Manual Query Propagation
When the user issues a query, the Canopy coordinator partitions it into smaller query fragments where each query fragment can be run independently on a worker shard. This allows Canopy to distribute each query across the cluster.
However, the way queries are partitioned into fragments (and which queries are propagated at all) varies by the type of query. In some advanced situations it is useful to manually control this behavior. Canopy provides utility functions to propagate SQL to workers, shards, or placements.
Manual query propagation bypasses coordinator logic, locking, and any other consistency checks. These functions are available as a last resort to allow statements which Canopy otherwise does not run natively. Use them carefully to avoid data inconsistency and deadlocks.
Running on all Workers
The least granular level of execution is broadcasting a statement for execution on all workers. This is useful for viewing properties of entire worker databases.

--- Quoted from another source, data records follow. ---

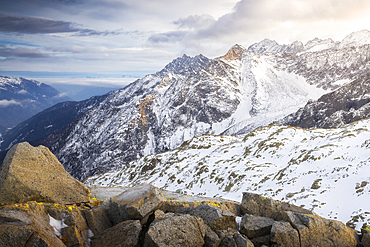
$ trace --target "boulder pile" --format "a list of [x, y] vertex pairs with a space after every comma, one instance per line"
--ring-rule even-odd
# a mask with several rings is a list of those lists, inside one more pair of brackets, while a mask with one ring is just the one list
[[142, 184], [114, 195], [99, 188], [109, 195], [100, 201], [61, 168], [42, 146], [9, 151], [0, 171], [0, 246], [370, 246], [369, 227], [358, 234], [257, 194], [237, 203]]

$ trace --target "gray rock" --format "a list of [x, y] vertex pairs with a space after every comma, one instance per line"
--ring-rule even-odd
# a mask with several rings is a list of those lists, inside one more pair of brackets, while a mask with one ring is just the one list
[[102, 206], [95, 207], [90, 210], [84, 210], [83, 213], [86, 222], [94, 235], [97, 235], [113, 226], [108, 217], [108, 210]]
[[195, 208], [183, 208], [176, 211], [176, 213], [198, 216], [214, 231], [228, 228], [238, 229], [238, 224], [235, 221], [235, 215], [233, 213], [209, 205], [200, 205]]
[[217, 234], [206, 225], [206, 234], [204, 236], [204, 247], [217, 247], [219, 246], [221, 239]]
[[217, 230], [215, 232], [221, 239], [219, 246], [254, 247], [253, 243], [246, 236], [241, 235], [237, 230], [233, 228], [229, 228], [227, 230]]
[[249, 239], [270, 235], [274, 220], [245, 214], [240, 222], [240, 232]]
[[271, 228], [271, 242], [284, 247], [300, 246], [298, 231], [289, 222], [275, 221]]
[[14, 145], [0, 170], [0, 205], [28, 201], [73, 204], [89, 202], [91, 193], [64, 170], [44, 146]]
[[0, 246], [65, 247], [48, 220], [45, 208], [36, 203], [1, 209]]
[[150, 224], [144, 246], [203, 246], [205, 234], [206, 225], [201, 218], [172, 216]]
[[270, 246], [270, 235], [252, 238], [251, 241], [254, 247]]
[[139, 242], [139, 220], [127, 220], [115, 225], [91, 239], [91, 247], [132, 247]]
[[357, 246], [354, 230], [342, 222], [293, 212], [287, 212], [287, 217], [292, 226], [298, 230], [301, 247]]
[[141, 220], [165, 202], [162, 192], [149, 184], [142, 184], [112, 197], [109, 218], [114, 225], [124, 220]]
[[366, 226], [361, 228], [362, 239], [361, 242], [364, 247], [370, 247], [370, 227]]
[[313, 214], [307, 209], [248, 192], [243, 192], [241, 211], [242, 214], [252, 214], [274, 220], [282, 220], [285, 217], [285, 211]]

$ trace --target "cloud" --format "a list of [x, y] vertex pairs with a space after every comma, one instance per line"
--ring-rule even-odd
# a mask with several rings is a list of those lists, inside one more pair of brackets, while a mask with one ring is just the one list
[[28, 92], [26, 90], [22, 89], [22, 90], [18, 91], [18, 94], [28, 94]]
[[76, 36], [117, 35], [117, 31], [97, 31], [80, 28], [76, 23], [40, 17], [0, 14], [0, 32], [20, 34], [74, 33]]
[[6, 100], [6, 99], [3, 99], [3, 100], [0, 100], [0, 107], [8, 107], [10, 105], [21, 105], [21, 103], [15, 101], [14, 99], [11, 99], [11, 100]]
[[180, 18], [174, 21], [173, 24], [177, 25], [178, 28], [189, 28], [189, 29], [199, 29], [204, 27], [209, 27], [215, 23], [215, 18], [211, 15], [190, 15], [186, 18]]
[[0, 57], [45, 58], [49, 55], [36, 48], [11, 47], [0, 44]]
[[181, 41], [187, 32], [185, 31], [172, 31], [167, 33], [154, 34], [148, 38], [150, 43], [167, 43]]

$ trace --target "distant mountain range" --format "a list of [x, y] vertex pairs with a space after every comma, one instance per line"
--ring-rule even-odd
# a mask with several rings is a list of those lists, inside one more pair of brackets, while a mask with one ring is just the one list
[[214, 59], [184, 55], [120, 90], [56, 105], [0, 144], [41, 137], [31, 144], [91, 186], [255, 191], [359, 227], [370, 224], [369, 83], [367, 30], [340, 42], [265, 39]]
[[370, 119], [337, 129], [271, 124], [244, 137], [204, 135], [142, 157], [85, 184], [149, 183], [240, 200], [243, 191], [290, 202], [357, 228], [370, 224]]
[[[334, 90], [345, 91], [341, 87], [348, 83], [364, 83], [370, 68], [369, 33], [356, 32], [341, 42], [314, 39], [302, 46], [264, 40], [249, 49], [235, 45], [215, 59], [184, 55], [112, 92], [34, 144], [51, 148], [67, 171], [83, 180], [177, 148], [193, 136], [245, 135], [297, 114], [308, 102], [329, 99], [324, 95]], [[355, 100], [356, 93], [351, 95]]]
[[36, 113], [71, 98], [44, 83], [0, 76], [0, 135]]

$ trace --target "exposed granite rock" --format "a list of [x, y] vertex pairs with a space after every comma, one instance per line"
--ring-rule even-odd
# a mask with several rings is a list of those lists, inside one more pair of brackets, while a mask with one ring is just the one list
[[240, 222], [240, 232], [249, 239], [269, 235], [274, 222], [271, 218], [245, 214]]
[[141, 225], [139, 220], [127, 220], [106, 229], [91, 239], [92, 247], [131, 247], [139, 242]]
[[243, 192], [241, 211], [243, 214], [247, 213], [255, 216], [268, 217], [275, 220], [280, 220], [282, 217], [284, 217], [285, 211], [313, 214], [312, 211], [307, 209], [248, 192]]
[[206, 225], [192, 215], [169, 216], [150, 224], [144, 246], [203, 246]]
[[361, 242], [364, 247], [370, 247], [370, 227], [366, 226], [361, 229], [362, 239]]
[[108, 217], [108, 210], [103, 206], [95, 207], [90, 210], [84, 210], [83, 213], [86, 222], [94, 235], [97, 235], [113, 226]]
[[241, 235], [235, 229], [217, 230], [216, 233], [221, 239], [220, 247], [254, 247], [253, 243], [246, 236]]
[[0, 170], [0, 205], [27, 201], [89, 202], [89, 189], [74, 179], [44, 146], [14, 145]]
[[300, 246], [298, 231], [284, 221], [275, 221], [272, 225], [271, 242], [284, 247]]
[[[0, 211], [0, 246], [62, 247], [43, 205], [6, 207]], [[27, 209], [29, 212], [25, 212]]]
[[200, 205], [195, 208], [184, 208], [176, 213], [198, 216], [204, 220], [212, 230], [226, 230], [228, 228], [238, 229], [235, 215], [210, 205]]
[[287, 216], [299, 232], [301, 247], [357, 245], [354, 230], [342, 222], [292, 212], [287, 212]]
[[158, 188], [142, 184], [111, 198], [109, 217], [114, 225], [124, 220], [141, 220], [165, 201]]

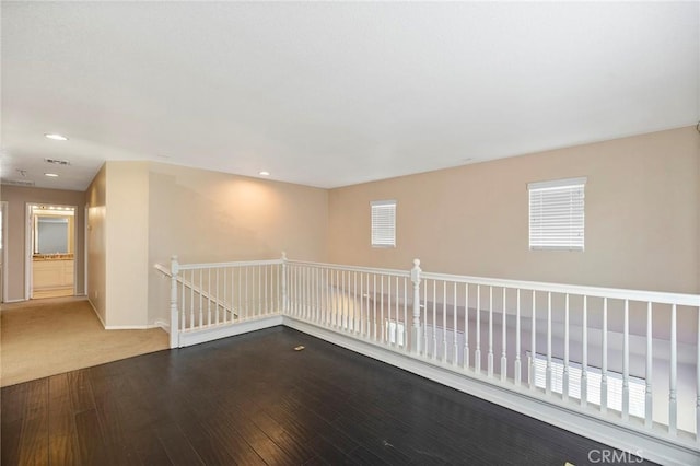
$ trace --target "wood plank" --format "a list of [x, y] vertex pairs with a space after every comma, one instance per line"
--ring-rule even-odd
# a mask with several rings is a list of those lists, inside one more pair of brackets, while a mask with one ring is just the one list
[[586, 464], [610, 450], [282, 327], [1, 395], [2, 464]]
[[42, 378], [27, 384], [22, 434], [18, 445], [19, 464], [47, 464], [48, 440], [48, 380]]
[[48, 380], [48, 458], [49, 464], [72, 465], [80, 458], [80, 445], [75, 431], [75, 419], [66, 374]]

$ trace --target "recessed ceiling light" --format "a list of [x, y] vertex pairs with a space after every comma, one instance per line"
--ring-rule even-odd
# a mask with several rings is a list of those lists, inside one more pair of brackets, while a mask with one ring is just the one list
[[63, 135], [58, 135], [56, 132], [47, 132], [46, 136], [48, 139], [52, 139], [55, 141], [68, 141], [68, 138], [65, 137]]
[[44, 159], [44, 162], [51, 163], [54, 165], [70, 165], [70, 162], [67, 160], [58, 160], [58, 159]]

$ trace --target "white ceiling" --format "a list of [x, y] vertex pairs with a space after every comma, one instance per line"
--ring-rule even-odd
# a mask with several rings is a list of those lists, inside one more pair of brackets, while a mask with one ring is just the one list
[[0, 168], [39, 187], [105, 160], [337, 187], [700, 119], [697, 1], [1, 8]]

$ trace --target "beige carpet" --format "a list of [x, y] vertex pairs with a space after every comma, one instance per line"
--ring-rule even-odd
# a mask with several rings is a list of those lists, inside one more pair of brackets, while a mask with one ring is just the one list
[[160, 328], [105, 330], [85, 299], [3, 304], [0, 386], [168, 348]]

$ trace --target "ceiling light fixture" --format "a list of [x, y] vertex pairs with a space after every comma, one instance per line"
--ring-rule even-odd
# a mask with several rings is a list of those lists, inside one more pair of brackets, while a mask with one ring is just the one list
[[44, 162], [50, 163], [54, 165], [70, 165], [70, 162], [67, 160], [58, 160], [58, 159], [44, 159]]
[[44, 136], [46, 136], [48, 139], [55, 140], [55, 141], [68, 141], [67, 137], [65, 137], [63, 135], [58, 135], [56, 132], [47, 132]]

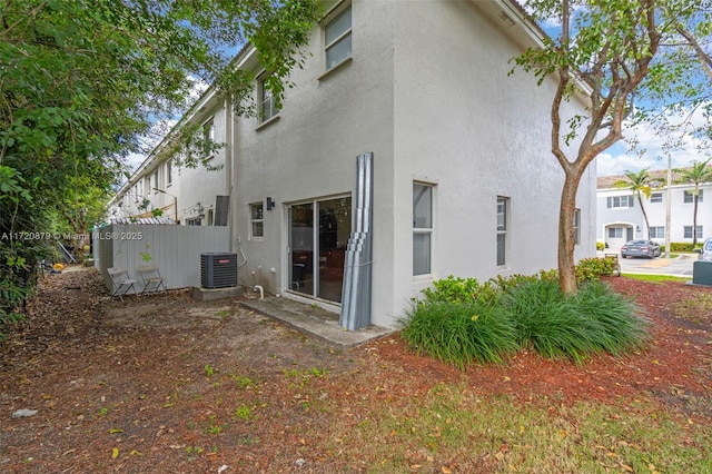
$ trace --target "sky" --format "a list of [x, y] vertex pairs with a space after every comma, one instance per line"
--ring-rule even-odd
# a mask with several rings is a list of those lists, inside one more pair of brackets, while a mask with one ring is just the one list
[[[596, 158], [596, 175], [623, 175], [626, 171], [650, 171], [668, 169], [665, 142], [669, 136], [661, 136], [653, 127], [624, 127], [623, 135], [637, 141], [639, 151], [629, 150], [625, 141], [620, 141]], [[704, 161], [712, 157], [712, 150], [701, 147], [690, 134], [681, 138], [681, 147], [670, 151], [673, 168], [686, 168], [692, 161]]]
[[[527, 9], [527, 0], [518, 1]], [[542, 28], [546, 33], [556, 37], [561, 31], [561, 22], [558, 19], [550, 19], [542, 24]], [[701, 113], [692, 113], [690, 121], [695, 126], [705, 124]], [[671, 137], [661, 136], [650, 125], [633, 127], [625, 122], [623, 136], [624, 140], [616, 142], [596, 158], [596, 175], [599, 177], [623, 175], [626, 171], [637, 172], [644, 168], [649, 168], [650, 171], [668, 169], [669, 157], [664, 145]], [[676, 138], [682, 146], [670, 151], [672, 168], [686, 168], [692, 166], [693, 161], [704, 161], [712, 157], [712, 150], [703, 149], [701, 151], [700, 142], [695, 141], [691, 135], [688, 134]], [[637, 144], [636, 149], [631, 150], [631, 146], [626, 140], [635, 141]]]

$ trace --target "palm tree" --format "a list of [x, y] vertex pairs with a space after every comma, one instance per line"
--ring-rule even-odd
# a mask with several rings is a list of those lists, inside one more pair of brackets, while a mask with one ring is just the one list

-- List the work_mem setting of each worker database
SELECT run_command_on_workers($cmd$ SHOW work_mem; $cmd$);
备注
This command shouldn’t be used to create database objects on the workers, as doing so will make it harder to add worker nodes in an automated fashion.
备注
The run_command_on_workers
function and other manual propagation commands in this section can run only queries which return a single column and single row.
Running on all Shards
The next level of granularity is running a command across all shards of a particular distributed table. It can be useful, for instance, in reading the properties of a table directly on workers. Queries run locally on a worker node have full access to metadata such as table statistics.
The run_command_on_shards
function applies a SQL command to each shard, where the shard name is provided for interpolation in the command. Here is an example of estimating the row count for a distributed table by using the pg_class table on each worker to estimate the number of rows for each shard. Notice the %s
which will be replaced with each shard’s name.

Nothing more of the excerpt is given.